Thankfully, the album’s final moments are where the band shows they can still be adventurous. “Foolish Person,” Long Slow Dance‘s exciting penultimate track, finds Cohen inching up toward a falsetto and straining his vocal chords during the first verses, only to lead to a heavy end coda louder than any other moment on the album. Following the climax comes the floating, sweet end. “Wanna Do Right By You” sounds like a pensive 60’s ballad cut in half and thrown into a Tunnel of Love boat, carrying both the heartwarming feel of sock hop ballads and the light unsettling trace of a David Lynch-selected soundtrack favorite. You can almost imagine Dennis Hopper in the background, taking a lead pipe to somebody’s head.

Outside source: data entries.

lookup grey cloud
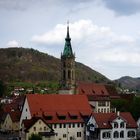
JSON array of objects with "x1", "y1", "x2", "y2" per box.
[
  {"x1": 0, "y1": 0, "x2": 96, "y2": 11},
  {"x1": 102, "y1": 0, "x2": 140, "y2": 15},
  {"x1": 0, "y1": 0, "x2": 32, "y2": 11}
]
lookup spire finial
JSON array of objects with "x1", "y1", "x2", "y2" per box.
[{"x1": 67, "y1": 20, "x2": 70, "y2": 38}]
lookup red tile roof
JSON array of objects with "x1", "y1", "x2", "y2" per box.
[
  {"x1": 9, "y1": 111, "x2": 21, "y2": 122},
  {"x1": 22, "y1": 117, "x2": 52, "y2": 131},
  {"x1": 77, "y1": 83, "x2": 119, "y2": 100},
  {"x1": 78, "y1": 83, "x2": 109, "y2": 95},
  {"x1": 93, "y1": 112, "x2": 137, "y2": 129},
  {"x1": 26, "y1": 94, "x2": 92, "y2": 123}
]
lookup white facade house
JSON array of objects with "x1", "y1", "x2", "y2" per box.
[
  {"x1": 86, "y1": 112, "x2": 137, "y2": 140},
  {"x1": 77, "y1": 83, "x2": 119, "y2": 113},
  {"x1": 20, "y1": 94, "x2": 92, "y2": 140}
]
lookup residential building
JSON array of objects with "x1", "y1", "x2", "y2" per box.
[
  {"x1": 1, "y1": 111, "x2": 20, "y2": 131},
  {"x1": 20, "y1": 94, "x2": 92, "y2": 140},
  {"x1": 59, "y1": 21, "x2": 75, "y2": 94},
  {"x1": 77, "y1": 83, "x2": 120, "y2": 113},
  {"x1": 86, "y1": 112, "x2": 137, "y2": 140}
]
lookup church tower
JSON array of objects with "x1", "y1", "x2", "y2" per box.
[{"x1": 61, "y1": 23, "x2": 75, "y2": 94}]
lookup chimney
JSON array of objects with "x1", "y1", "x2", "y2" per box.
[{"x1": 117, "y1": 111, "x2": 120, "y2": 116}]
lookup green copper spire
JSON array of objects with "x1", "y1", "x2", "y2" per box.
[{"x1": 62, "y1": 22, "x2": 74, "y2": 57}]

Of course, that’s where the Fresh & Onlys succeed, coupling mawkish, heart-on-sleeve sensitivity with abject darkness, sometimes without even knowingly referencing the latter. Though the band has mostly settled upon love songs at this point in their career, they realize that love is not always a fresh bouquet of flowers and suit jackets and dinner reservations. Like all good things, there’s a dark side of love, there’s the part where there’s a struggle or a loss, and it’s always looming in the background. It’s usually looming in the background of a Fresh & Onlys song, even if they don’t acknowledge it’s there.